A promessa é vista com ceticismo. João Lira acredita que o projeto não irá trazer “nenhum benefício” para as comunidades da região. Ele faz um paralelo com o porto da empresa multinacional Cargil, construído em 2003. “Foram empregos só no início das obras. Depois, eles trazem a mão-de-obra especializada, gente de outros estados, de outras regiões ou até de outros países.  Aí a gente só vai ficar com o desemprego e com as mazelas que o projeto vai trazer.” A construção do porto também deve agravar outro problema no local: a falta de titulação das terras das comunidades.  Com a construção, a expectativa é de que o preço da terra suba na região. Isso tornaria mais difícil a retirada de fazendas que estão dentro de áreas quilombolas. De acordo com o processo de titulação, essas fazendas ainda devem ser indenizadas pelo poder público a valores de mercado, explica o advogado Pedro Martins, da Terra de Direitos.

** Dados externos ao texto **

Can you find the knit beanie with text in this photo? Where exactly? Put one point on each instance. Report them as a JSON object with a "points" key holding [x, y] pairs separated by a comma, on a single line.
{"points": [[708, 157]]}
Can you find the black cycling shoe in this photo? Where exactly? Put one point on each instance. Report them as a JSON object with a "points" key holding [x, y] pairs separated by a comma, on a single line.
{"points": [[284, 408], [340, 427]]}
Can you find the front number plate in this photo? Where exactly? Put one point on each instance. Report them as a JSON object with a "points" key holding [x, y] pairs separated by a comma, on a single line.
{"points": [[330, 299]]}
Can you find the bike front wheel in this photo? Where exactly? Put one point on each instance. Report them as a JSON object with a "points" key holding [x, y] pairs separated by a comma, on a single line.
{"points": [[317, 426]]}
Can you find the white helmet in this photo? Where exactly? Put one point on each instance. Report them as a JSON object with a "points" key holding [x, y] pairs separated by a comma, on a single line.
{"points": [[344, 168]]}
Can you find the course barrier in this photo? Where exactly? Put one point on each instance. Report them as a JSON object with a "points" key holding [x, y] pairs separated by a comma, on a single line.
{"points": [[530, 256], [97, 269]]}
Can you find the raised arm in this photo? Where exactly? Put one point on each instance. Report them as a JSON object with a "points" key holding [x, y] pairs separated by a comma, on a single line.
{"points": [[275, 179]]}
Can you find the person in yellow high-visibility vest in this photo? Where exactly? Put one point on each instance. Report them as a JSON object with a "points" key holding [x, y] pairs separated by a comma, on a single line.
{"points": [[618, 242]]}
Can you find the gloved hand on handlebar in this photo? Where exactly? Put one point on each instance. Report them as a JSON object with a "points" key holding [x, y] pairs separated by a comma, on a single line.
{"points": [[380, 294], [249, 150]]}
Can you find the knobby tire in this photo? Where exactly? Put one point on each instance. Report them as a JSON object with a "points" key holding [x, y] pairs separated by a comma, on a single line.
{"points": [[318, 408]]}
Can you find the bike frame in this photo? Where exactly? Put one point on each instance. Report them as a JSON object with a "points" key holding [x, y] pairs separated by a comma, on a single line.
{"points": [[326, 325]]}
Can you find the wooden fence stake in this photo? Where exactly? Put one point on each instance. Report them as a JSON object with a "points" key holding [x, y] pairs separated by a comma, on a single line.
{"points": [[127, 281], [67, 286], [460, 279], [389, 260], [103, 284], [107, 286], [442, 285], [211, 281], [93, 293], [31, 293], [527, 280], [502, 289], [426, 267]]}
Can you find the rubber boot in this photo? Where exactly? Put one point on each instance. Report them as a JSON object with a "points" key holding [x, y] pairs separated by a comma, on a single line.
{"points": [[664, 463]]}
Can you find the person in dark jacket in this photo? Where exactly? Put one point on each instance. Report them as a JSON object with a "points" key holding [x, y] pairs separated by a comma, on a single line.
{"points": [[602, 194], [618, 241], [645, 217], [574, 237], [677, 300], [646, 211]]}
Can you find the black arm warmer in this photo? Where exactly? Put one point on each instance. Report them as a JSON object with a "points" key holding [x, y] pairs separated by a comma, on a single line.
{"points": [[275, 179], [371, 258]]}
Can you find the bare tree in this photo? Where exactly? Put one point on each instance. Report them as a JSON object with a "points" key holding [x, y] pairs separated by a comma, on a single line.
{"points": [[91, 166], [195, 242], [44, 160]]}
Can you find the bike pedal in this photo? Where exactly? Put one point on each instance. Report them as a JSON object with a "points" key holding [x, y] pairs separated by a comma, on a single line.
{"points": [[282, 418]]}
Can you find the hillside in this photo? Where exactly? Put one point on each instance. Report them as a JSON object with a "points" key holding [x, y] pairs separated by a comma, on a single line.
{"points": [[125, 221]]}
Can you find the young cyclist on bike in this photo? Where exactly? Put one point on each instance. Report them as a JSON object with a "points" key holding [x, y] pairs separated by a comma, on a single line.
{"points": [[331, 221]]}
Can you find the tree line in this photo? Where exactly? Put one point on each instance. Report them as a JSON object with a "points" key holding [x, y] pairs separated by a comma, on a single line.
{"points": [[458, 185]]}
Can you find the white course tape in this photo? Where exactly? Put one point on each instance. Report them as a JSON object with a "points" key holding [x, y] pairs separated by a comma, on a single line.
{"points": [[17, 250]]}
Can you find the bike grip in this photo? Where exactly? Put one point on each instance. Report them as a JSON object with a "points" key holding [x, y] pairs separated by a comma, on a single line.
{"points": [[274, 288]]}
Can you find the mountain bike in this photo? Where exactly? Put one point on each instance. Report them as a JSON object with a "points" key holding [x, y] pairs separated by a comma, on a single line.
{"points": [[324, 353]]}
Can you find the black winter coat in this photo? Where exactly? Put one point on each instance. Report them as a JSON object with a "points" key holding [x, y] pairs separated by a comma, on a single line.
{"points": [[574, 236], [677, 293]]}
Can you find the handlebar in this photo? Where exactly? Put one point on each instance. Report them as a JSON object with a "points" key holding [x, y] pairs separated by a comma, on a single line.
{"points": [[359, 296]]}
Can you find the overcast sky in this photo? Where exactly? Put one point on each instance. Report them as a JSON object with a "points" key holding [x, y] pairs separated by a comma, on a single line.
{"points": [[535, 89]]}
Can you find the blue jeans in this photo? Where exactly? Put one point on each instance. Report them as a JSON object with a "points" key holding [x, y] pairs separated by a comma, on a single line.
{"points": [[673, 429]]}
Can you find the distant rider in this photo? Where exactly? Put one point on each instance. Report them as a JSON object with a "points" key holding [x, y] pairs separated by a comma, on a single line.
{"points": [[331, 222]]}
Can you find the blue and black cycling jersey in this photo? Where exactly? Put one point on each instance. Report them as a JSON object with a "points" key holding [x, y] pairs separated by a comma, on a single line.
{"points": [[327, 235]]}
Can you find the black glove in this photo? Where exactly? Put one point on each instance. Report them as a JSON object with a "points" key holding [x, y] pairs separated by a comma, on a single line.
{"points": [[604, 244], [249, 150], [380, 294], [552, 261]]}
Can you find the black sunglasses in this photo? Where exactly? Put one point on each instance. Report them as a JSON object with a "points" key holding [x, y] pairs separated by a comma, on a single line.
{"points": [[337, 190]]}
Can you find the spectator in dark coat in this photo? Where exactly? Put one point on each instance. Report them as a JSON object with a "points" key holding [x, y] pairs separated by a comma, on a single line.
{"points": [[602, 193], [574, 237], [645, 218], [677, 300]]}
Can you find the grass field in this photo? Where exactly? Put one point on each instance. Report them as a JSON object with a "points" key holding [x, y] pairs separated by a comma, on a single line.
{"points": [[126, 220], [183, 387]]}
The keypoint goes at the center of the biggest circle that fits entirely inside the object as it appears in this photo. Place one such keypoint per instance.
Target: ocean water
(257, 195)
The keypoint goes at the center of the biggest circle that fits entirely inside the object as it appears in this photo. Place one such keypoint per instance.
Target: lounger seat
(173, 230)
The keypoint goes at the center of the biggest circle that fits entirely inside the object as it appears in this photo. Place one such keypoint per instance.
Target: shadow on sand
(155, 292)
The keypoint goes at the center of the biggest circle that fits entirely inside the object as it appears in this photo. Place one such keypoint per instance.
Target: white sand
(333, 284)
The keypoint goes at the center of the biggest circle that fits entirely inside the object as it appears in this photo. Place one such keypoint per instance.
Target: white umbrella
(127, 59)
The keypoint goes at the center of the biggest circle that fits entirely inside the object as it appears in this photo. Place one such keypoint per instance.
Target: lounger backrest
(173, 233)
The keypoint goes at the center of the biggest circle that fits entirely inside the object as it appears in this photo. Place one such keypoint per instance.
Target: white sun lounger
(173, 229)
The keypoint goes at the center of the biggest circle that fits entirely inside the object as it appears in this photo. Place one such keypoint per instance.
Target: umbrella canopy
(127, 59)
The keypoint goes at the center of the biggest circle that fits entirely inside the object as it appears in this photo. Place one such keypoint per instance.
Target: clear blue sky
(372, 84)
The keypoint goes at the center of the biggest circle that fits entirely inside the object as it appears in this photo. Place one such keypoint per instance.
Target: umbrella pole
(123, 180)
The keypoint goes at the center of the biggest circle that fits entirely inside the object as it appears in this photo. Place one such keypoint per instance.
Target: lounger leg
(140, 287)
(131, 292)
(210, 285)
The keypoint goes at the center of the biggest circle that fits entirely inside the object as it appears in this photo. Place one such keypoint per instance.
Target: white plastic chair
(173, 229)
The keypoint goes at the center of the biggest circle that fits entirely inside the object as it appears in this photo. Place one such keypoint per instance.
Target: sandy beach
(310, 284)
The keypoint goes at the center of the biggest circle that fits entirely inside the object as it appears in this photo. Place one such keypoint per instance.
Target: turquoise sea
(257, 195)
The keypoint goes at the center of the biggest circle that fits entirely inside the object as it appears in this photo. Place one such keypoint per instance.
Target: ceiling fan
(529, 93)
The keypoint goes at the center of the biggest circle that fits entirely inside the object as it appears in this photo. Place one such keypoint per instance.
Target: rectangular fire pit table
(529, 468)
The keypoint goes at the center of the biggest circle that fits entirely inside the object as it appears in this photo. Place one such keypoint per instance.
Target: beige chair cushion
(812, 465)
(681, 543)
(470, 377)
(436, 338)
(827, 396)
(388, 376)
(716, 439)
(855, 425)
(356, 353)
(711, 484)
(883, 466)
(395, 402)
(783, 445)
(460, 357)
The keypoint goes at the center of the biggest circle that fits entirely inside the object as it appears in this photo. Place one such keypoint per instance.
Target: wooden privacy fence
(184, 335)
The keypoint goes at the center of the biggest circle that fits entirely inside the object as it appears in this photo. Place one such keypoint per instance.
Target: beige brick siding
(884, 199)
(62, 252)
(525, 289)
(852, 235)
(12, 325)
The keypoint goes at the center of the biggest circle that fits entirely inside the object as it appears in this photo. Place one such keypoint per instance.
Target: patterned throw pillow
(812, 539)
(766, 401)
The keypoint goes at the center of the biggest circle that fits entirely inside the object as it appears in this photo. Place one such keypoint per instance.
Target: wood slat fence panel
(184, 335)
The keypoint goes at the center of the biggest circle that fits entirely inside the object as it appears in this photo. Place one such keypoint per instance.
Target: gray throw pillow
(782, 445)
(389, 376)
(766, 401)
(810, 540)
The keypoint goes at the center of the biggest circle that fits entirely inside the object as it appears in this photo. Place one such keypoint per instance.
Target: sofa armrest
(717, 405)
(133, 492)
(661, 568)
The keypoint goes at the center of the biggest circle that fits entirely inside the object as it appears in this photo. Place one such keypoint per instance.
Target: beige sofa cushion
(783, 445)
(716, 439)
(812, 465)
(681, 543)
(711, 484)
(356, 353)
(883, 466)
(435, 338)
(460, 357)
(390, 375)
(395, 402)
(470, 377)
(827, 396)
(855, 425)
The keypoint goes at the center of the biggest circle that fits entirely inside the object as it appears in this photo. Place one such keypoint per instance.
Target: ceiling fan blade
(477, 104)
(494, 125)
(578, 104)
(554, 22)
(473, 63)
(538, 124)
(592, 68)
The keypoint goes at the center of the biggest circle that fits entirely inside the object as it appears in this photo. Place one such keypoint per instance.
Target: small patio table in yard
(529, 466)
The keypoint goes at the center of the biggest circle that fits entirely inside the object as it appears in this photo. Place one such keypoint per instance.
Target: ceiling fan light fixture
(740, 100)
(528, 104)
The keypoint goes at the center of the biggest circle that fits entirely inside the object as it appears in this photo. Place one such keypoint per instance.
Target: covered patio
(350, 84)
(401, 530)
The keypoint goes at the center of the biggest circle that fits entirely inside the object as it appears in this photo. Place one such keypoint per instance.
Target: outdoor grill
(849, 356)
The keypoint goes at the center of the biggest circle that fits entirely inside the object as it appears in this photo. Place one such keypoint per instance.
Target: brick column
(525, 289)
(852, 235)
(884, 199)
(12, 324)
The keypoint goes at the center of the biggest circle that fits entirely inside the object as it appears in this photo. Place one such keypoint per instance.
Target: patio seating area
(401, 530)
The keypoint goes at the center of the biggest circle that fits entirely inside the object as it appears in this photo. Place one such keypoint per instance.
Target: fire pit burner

Depois que o porto for construído, essa indenização deve ficar ainda mais cara, e portanto, improvável de ser quitada pelo governo federal.
Como será a consulta?
Todos esses problemas jamais foram apresentados às comunidades, e a aplicação da Convenção 169 surge justamente como uma garantia de que a população local tenha conhecimento detalhado dos impactos, possam opinar sobre a obra, contribuindo com seu conhecimento do local,além de reivindicar compensações para quem for afetado por elas , propor mudanças fundamentais no projeto e até mostrar uma posição contrária à construção.
Quilombolas tem forma de organização própria que deve ser respeitada na consulta. Foto: Mikaell Carvalho/Repórter Brasil
Mas, dependendo da forma como ela for feita, a consulta pode se tonar inócua. A decisão judicial não estabelece detalhes sobre o processo, resume-se a afirmar que o licenciamento deve ser suspenso “até que seja demonstrada a efetiva realização do procedimento de consulta livre, prévia e informada às populações quilombolas e tradicionais situadas na sua área de influência direta”.
Para a procuradora Fabiana Schneider, responsável pelo caso, são as próprias comunidades que devem dizer como a consulta deve ser feita. Segundo ela, só assim a forma de se organizar de cada uma delas será respeitada. Para isso, deve ser elaborado um protocolo de consulta: documento com detalhes sobre como, onde e de que forma eles devem ser ouvidos. “Cada comunidade vai ter uma forma de decisão. Uma decisão coletiva, ou uma forma de decisão centrada na sua liderança, seja um cacique, seja uma liderança quilombola, então essa é a forma que não é dita por nós. Não somos nós que vamos decidir por eles,” diz a procuradora. Atualmente, a Federação das Organizações 

Quilombolas de Santarém já elaboram um protocolo de consulta.
Já a Embraps se adianta à elaboração das regras pelas comunidades. Pedro Riva afirma já ter contratado uma empresa para a consulta. Sem detalhar como ela será feita, ele conta que os trabalhos “já foram iniciados”, e somente aguarda uma autorização da Fundação Palmares. “Está tudo prontinho. Aí espero que o Ministério Público nos libere para marcar essa audiência pública e fazer acontecer,” diz o produtor de soja.
Presidente da Federação das Organizações Quilombolas de Santarém, Dileudo Guimarães não acredita que a consulta proposta por Riva possa funcionar. Assim como a maioria dos quilombolas ouvidos pela reportagem, ele vê o processo como uma oportunidade de descobrir e mostrar porque eles serão prejudicados pela obra.
O maior desafio da consulta é equilibrar, na mesma balança, forças díspares. De um lado, um dos maiores setores econômicos do país com o argumento do desenvolvimento. De outro, comunidades que vivem de modo sustentável e que, devido aos impactos do empreendimento, seriam obrigadas a deixar o local onde vivem para engrossar as periferias das cidades.
A decisão passa por um elemento delicado que as populações das cidades costumam ter dificuldade em entender: a sobrevivência de um modo de vida. Mesmo assim, Mário explica e espera ser ouvido: “se a gente perder isso aqui, é praticamente perder a nossa vida”.
*Fonte: Repórter Brasil - Colaborou Mikaell Carvalho Esta publicação foi realizada com o apoio da Fundação Rosa Luxemburgo com fundos do Ministério Federal para a Cooperação Econômica e de Desenvolvimento da Alemanha (BMZ).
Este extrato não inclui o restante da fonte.